Of all the struggles I have had with Agbalumo, identifying ripe fruits has been the hardest. Thinking back I have bought around 500 in the last 3 months for various experiments and each time it has been a gamble. Sometimes I get amazing ones and other times I get duds I end up giving away. This weekend however I vexed and the reason is this. I bought 12 dozen Agbalumo I thought were okay and 10 dozen of them were already rotten. The anger I felt after this mistake forced me do this experiment. I selected 4 ripe looking fruits to see how they looked on the inside. Here are my findings.

How to select ripe Agbalumo in order of occurrence.

  • Size: Can be large or small as the size has little effect.
  • Look: Should be bright orange in color. No black or grey spots. A few deep red blemishes are okay. The top should not be deep green as that means it is unripe. A pale leaf green color is okay.
  • Feel: Should yield when pressed but remain firm.
  • Ease of peeling:
    When peeling lengthwise, the skin should come off in 1 piece with little effort. I did a post on peeling that can be found here
  • Flesh color: Shiny deep orange red color.
  • Seed cluster: Strong. The five seeds are intact and it requires some force to break it apart. The sheath on the seed is bright orange yellow in color.

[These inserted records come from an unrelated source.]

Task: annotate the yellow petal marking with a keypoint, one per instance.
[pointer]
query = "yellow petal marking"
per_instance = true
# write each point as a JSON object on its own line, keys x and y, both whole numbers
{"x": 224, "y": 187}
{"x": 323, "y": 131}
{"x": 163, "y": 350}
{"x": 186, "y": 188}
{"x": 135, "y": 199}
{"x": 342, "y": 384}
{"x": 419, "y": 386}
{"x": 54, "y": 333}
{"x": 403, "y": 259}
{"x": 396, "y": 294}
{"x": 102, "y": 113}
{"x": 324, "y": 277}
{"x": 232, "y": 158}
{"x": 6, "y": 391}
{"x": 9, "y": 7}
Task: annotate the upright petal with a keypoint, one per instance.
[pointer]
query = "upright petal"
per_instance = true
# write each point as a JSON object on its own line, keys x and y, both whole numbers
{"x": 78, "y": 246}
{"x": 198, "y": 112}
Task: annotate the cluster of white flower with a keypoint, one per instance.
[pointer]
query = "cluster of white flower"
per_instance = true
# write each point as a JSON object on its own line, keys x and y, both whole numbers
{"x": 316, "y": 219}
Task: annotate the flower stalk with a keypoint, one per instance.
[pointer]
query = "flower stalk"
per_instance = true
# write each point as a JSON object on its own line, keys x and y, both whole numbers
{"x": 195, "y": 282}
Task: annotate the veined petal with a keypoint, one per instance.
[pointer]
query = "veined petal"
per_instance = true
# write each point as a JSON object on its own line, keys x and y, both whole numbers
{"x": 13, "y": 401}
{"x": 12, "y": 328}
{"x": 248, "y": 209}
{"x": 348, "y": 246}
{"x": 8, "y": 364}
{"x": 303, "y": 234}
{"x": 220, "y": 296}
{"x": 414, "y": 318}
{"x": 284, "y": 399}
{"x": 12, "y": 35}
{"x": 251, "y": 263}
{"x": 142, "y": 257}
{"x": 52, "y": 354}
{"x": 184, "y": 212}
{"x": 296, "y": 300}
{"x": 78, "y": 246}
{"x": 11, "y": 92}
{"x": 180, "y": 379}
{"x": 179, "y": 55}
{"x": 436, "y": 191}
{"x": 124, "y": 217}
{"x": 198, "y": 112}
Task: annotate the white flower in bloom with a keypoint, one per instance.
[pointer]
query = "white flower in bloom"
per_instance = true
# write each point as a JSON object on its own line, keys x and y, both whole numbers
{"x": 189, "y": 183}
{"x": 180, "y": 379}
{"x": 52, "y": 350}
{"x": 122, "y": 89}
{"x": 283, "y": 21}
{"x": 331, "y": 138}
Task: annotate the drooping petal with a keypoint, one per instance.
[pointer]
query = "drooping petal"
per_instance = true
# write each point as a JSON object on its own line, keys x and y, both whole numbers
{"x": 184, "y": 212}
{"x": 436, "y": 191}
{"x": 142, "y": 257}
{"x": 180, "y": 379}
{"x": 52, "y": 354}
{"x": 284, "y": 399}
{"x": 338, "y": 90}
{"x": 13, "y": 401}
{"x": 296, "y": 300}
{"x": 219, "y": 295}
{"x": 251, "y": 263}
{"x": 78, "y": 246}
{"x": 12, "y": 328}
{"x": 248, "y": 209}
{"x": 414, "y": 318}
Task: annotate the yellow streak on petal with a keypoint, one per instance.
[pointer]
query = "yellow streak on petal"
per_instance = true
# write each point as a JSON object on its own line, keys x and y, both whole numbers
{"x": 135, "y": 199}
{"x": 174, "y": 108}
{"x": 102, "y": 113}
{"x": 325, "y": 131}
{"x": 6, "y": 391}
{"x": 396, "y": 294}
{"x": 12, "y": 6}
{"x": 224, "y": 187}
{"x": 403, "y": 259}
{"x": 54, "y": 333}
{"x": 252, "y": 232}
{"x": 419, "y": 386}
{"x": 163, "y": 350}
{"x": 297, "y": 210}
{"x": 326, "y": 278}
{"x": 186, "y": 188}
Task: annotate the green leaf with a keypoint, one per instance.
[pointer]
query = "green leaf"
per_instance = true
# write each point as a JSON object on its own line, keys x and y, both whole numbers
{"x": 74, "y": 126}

From the information gathered, my theory is this. The Agbalumo you buy can fall into 6 categories and I happened to capture 4 of them.

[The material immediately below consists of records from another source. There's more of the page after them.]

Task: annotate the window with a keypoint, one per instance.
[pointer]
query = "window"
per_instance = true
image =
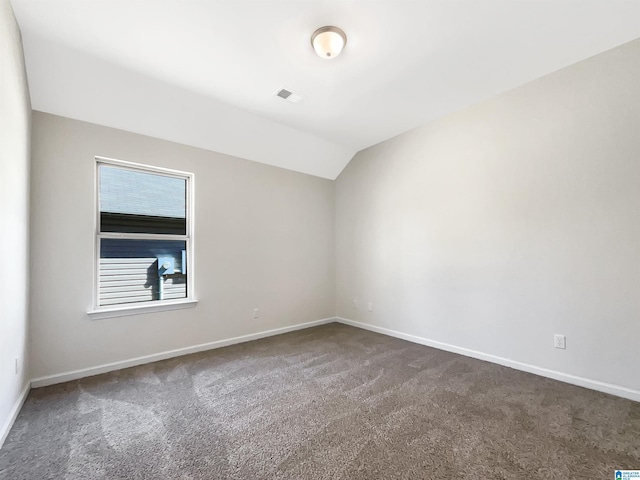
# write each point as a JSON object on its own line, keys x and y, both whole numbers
{"x": 143, "y": 236}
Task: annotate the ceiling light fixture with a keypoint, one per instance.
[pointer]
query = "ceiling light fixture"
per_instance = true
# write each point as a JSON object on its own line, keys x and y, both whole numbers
{"x": 328, "y": 42}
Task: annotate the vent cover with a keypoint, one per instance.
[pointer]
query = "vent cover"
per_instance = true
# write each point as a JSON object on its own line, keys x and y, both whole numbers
{"x": 288, "y": 95}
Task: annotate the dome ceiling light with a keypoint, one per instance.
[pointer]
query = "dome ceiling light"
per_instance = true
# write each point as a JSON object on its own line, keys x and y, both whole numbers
{"x": 328, "y": 42}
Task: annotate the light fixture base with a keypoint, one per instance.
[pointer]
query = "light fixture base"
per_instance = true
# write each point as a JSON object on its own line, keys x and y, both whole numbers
{"x": 328, "y": 41}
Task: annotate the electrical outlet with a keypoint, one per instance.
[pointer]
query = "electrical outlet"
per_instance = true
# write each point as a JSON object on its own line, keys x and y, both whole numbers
{"x": 560, "y": 341}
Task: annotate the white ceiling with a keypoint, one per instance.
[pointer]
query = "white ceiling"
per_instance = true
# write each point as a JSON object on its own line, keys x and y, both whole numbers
{"x": 204, "y": 73}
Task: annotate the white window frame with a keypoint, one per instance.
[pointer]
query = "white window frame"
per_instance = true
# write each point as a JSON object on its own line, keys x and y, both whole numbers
{"x": 97, "y": 311}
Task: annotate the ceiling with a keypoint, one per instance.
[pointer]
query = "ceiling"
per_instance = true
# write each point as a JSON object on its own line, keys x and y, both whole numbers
{"x": 204, "y": 73}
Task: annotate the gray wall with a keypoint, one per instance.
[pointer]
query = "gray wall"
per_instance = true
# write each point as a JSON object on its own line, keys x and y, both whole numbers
{"x": 15, "y": 118}
{"x": 263, "y": 239}
{"x": 498, "y": 226}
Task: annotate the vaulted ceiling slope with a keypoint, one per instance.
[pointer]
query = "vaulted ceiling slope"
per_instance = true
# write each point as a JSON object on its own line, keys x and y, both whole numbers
{"x": 204, "y": 73}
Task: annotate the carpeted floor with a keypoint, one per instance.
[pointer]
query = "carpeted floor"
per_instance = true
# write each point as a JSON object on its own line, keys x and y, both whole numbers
{"x": 331, "y": 402}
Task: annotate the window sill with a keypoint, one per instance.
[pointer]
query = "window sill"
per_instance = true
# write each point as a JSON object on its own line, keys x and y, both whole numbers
{"x": 127, "y": 310}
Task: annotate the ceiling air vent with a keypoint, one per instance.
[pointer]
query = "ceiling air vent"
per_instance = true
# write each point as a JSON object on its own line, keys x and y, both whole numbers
{"x": 288, "y": 95}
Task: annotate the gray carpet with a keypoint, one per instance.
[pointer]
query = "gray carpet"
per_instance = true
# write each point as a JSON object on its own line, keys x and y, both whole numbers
{"x": 332, "y": 402}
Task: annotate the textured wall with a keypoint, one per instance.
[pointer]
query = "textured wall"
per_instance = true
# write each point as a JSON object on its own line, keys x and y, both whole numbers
{"x": 15, "y": 120}
{"x": 263, "y": 239}
{"x": 498, "y": 226}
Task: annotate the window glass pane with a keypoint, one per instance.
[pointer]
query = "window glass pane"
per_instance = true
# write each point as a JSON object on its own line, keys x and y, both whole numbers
{"x": 140, "y": 202}
{"x": 134, "y": 271}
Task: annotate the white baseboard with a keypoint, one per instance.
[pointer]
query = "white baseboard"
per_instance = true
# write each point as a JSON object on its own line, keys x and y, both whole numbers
{"x": 109, "y": 367}
{"x": 6, "y": 428}
{"x": 616, "y": 390}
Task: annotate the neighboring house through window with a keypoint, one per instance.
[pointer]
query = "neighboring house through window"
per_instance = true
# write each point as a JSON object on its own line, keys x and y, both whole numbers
{"x": 143, "y": 235}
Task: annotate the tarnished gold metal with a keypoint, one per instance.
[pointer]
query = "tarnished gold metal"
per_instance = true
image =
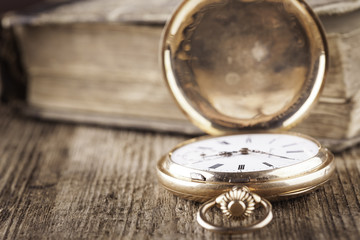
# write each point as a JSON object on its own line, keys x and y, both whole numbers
{"x": 244, "y": 65}
{"x": 238, "y": 202}
{"x": 275, "y": 184}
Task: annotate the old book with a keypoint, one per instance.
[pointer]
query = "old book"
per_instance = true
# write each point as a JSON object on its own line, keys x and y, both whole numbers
{"x": 97, "y": 62}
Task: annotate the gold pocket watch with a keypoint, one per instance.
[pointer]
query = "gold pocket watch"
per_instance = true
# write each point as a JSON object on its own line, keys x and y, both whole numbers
{"x": 244, "y": 71}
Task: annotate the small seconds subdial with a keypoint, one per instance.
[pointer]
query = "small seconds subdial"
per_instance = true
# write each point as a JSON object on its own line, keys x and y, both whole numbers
{"x": 245, "y": 152}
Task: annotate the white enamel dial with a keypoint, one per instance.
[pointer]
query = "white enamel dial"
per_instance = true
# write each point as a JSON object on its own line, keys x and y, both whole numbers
{"x": 245, "y": 152}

A – immature and over ripe

B – mature and ripe

C – immature and unripe

D – immature and ripe

E – mature and over ripe

F – mature and unripe

Before coming up with the criteria, the 4 selected Agbalumo were taken apart following the order of the criteria and the prominent positive traits (sweet) were used to construct the criteria.

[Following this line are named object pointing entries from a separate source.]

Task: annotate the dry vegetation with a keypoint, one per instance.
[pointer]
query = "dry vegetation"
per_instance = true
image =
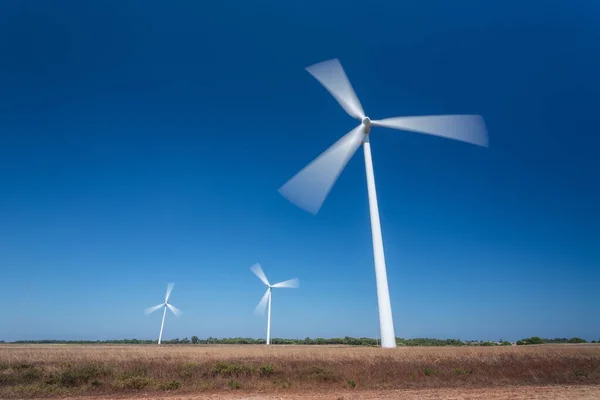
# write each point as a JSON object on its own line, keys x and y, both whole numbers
{"x": 57, "y": 370}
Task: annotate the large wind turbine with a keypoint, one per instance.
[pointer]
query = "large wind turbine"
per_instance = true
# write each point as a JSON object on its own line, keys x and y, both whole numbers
{"x": 309, "y": 187}
{"x": 165, "y": 305}
{"x": 260, "y": 308}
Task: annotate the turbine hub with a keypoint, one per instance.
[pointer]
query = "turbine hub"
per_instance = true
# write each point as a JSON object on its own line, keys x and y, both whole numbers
{"x": 367, "y": 123}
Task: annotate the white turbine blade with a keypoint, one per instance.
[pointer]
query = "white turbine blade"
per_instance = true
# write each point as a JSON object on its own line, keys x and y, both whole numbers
{"x": 291, "y": 283}
{"x": 174, "y": 309}
{"x": 150, "y": 310}
{"x": 259, "y": 272}
{"x": 169, "y": 290}
{"x": 466, "y": 128}
{"x": 262, "y": 304}
{"x": 331, "y": 75}
{"x": 309, "y": 187}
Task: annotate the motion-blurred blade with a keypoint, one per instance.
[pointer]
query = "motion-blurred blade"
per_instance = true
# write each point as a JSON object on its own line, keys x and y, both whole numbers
{"x": 331, "y": 75}
{"x": 262, "y": 304}
{"x": 466, "y": 128}
{"x": 291, "y": 283}
{"x": 174, "y": 309}
{"x": 169, "y": 290}
{"x": 258, "y": 272}
{"x": 150, "y": 310}
{"x": 309, "y": 187}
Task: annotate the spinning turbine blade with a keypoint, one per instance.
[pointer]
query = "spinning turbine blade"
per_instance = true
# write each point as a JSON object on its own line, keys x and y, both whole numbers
{"x": 150, "y": 310}
{"x": 259, "y": 272}
{"x": 174, "y": 309}
{"x": 292, "y": 283}
{"x": 331, "y": 75}
{"x": 262, "y": 304}
{"x": 466, "y": 128}
{"x": 309, "y": 187}
{"x": 169, "y": 290}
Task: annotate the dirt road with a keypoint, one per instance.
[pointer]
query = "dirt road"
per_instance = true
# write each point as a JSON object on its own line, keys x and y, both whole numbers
{"x": 512, "y": 393}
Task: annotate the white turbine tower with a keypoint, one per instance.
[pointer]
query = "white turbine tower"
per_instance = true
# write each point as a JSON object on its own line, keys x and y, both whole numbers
{"x": 309, "y": 187}
{"x": 260, "y": 308}
{"x": 165, "y": 305}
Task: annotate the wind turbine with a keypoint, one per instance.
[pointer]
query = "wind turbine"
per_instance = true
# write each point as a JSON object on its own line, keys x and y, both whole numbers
{"x": 166, "y": 305}
{"x": 260, "y": 308}
{"x": 309, "y": 187}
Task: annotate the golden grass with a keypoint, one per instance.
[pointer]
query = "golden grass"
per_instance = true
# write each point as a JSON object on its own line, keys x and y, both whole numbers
{"x": 56, "y": 370}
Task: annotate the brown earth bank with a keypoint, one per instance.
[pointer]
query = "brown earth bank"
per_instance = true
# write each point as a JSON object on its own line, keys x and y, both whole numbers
{"x": 248, "y": 371}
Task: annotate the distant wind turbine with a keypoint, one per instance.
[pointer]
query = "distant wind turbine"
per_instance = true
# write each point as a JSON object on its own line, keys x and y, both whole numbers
{"x": 166, "y": 305}
{"x": 309, "y": 187}
{"x": 260, "y": 308}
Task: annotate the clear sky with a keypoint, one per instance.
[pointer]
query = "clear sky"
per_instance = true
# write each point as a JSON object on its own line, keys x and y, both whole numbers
{"x": 143, "y": 142}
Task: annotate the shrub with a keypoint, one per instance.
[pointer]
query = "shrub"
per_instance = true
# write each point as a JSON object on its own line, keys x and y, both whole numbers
{"x": 266, "y": 370}
{"x": 172, "y": 385}
{"x": 233, "y": 384}
{"x": 225, "y": 369}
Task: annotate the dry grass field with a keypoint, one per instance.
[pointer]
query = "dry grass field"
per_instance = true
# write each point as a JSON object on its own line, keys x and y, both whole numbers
{"x": 43, "y": 371}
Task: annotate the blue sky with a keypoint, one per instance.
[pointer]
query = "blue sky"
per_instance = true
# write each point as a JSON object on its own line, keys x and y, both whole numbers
{"x": 143, "y": 142}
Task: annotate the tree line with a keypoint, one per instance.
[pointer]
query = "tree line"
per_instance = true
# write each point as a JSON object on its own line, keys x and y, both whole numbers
{"x": 351, "y": 341}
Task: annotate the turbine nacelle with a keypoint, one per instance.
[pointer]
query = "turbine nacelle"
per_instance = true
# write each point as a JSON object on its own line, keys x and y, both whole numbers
{"x": 367, "y": 123}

Flaws with this information

  • I used the size of the Agbalumo to determine if the fruit is mature or immature. Further work has to be done to see if all Agbalumo trees produce fruit of varying sizes or if certain trees produce certain sizes consistently.
  • I used my previous knowledge of other fruits to decide what was over ripe and ripe. It would be necessary to watch an Agbalumo tree produce fruit and pluck it at different stages to and see how it progresses to determine the validity of my claims.